I get nervous. Why so long to figure out the tests? Cancer is discussed with Steph. I am feeling there might be something on the X-Ray. I’m a perpetual negative thinker about my own medical issues. I have a medical condition called OCD. Much anxiety in my view of life. A target for social media?
* * *
The doctor comes back with the results of all the tests. Pretty much normal and able to be released tonight. My anxiety level greatly decreases. The doctor at the hospital has a referral to a cardiologist in her group. I think it would wait until this Monday when I see my local doctor. It’s only been ten years with him as a doctor for Steph and me.
We are released from the hospital. A referral to a cardiologist. I talk to my younger brother about all the above tonight. I tell him about all this that has happened to me in the past day. We have a good conversation. A long conversation. He offers his usual realistic perspective of the situation. His perspective from 30,000-feet. A dumb term that is supposed to mean we are to expect serious journalism above all the BS of these days.

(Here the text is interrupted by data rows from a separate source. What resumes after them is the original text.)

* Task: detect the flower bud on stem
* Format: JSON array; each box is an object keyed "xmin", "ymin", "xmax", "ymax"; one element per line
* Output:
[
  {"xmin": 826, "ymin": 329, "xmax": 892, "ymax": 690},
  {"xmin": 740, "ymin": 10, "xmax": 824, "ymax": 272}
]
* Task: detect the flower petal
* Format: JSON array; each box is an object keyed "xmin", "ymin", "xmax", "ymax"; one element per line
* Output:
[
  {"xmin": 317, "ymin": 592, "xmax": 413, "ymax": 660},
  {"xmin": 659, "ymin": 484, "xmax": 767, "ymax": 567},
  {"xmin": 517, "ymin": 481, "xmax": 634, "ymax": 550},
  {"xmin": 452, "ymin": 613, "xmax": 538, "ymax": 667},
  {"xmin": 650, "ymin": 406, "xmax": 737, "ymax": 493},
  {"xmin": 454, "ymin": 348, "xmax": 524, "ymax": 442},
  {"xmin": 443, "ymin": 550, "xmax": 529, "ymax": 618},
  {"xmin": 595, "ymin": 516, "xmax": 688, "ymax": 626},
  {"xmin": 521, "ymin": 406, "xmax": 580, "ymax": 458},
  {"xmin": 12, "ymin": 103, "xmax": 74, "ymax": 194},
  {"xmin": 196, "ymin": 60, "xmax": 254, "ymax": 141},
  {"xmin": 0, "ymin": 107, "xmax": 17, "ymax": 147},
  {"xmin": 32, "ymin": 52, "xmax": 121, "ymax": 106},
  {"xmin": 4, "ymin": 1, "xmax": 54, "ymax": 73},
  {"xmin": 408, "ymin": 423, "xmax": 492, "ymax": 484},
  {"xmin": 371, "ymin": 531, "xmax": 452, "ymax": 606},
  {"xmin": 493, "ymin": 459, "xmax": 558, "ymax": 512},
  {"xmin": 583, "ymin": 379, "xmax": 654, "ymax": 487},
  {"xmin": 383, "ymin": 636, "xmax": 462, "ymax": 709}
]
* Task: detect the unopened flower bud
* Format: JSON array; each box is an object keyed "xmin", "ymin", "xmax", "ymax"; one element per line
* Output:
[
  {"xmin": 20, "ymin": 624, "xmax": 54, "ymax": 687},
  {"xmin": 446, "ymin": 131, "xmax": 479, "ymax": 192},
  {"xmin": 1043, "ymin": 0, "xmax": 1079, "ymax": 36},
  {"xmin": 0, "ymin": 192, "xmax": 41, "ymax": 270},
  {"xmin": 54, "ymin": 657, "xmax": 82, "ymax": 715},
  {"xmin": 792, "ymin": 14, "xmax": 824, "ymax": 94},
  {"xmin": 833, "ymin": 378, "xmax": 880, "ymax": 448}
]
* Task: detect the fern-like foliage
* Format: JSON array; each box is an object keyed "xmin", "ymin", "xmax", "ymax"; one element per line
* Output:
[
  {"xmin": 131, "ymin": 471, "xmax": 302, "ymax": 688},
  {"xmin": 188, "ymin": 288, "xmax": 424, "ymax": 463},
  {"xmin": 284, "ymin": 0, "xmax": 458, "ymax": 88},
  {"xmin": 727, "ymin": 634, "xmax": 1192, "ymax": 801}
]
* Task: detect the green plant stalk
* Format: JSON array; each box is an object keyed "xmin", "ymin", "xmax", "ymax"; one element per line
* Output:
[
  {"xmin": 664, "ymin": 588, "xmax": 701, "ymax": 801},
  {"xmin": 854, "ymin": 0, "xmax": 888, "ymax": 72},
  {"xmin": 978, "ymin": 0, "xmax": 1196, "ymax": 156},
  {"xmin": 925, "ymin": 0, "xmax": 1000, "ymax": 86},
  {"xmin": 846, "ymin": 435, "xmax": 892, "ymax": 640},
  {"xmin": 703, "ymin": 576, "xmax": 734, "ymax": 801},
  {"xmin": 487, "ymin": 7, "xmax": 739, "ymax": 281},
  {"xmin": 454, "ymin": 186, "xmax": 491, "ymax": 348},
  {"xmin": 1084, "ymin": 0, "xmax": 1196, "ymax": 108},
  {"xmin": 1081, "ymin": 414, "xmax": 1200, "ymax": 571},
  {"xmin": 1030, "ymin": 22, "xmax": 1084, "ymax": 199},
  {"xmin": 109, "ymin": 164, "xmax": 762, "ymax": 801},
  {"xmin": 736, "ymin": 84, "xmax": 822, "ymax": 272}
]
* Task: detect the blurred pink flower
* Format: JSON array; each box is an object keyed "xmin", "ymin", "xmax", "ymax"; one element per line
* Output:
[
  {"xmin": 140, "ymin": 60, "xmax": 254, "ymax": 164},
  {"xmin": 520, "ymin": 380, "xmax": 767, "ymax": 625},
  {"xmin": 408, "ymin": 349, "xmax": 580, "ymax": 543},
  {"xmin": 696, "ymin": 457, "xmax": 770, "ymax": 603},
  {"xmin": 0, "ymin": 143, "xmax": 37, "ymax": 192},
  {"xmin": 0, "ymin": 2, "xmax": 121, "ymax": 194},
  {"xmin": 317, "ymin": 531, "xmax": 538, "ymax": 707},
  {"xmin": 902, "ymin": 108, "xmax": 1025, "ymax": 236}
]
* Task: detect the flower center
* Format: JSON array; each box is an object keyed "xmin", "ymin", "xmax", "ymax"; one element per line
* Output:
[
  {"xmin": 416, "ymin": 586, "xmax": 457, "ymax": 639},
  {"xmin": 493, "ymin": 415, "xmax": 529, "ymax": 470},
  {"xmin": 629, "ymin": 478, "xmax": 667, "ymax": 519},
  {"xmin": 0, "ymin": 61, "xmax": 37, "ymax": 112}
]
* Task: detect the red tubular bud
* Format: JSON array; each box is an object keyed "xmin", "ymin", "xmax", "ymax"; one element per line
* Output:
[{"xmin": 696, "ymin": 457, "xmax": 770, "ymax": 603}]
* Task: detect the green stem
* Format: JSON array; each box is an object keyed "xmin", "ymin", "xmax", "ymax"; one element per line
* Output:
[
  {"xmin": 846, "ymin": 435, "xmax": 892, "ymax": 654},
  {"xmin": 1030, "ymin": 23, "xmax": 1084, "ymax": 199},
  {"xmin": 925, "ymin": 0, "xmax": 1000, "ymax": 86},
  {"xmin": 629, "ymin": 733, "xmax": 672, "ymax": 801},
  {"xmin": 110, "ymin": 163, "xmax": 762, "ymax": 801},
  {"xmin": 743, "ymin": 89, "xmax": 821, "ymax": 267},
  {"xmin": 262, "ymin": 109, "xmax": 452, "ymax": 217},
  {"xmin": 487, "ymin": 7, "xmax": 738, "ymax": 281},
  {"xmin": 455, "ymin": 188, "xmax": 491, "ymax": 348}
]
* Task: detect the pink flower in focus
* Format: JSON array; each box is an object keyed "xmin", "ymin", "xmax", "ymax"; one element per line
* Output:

From the proverbial 30,000-foot perspective as they always say on cable news channels. But my brother hover above the smog filled landscape of popular culture.
* * *
The meaning of this ripple in the similarity of life? It’s daily stream of Netflix movies and all the other stuff that would work (somehow) together to build a new day. Was the threat of a heart attack I experienced an event that set off another self in my psyche. The continual hypnotic spell of the daily culture. Isn’t this a major question we are dealing with here? A moment in our lives when we come face to face with death. Which takes us out of our normal trance state and puts us into a unique group of people. I’m one of this group and wonder if there are others out there who feel the same way.
What might one call this group?
Rallied together not by any political affiliation but by similar experiences in life.
More coming. Write johnfraim@mac.com to comment.

Virtually a replay of the evening and the events when I had a stroke four years ago. Scary, scary, scary! Thank God you are able to write about the experience.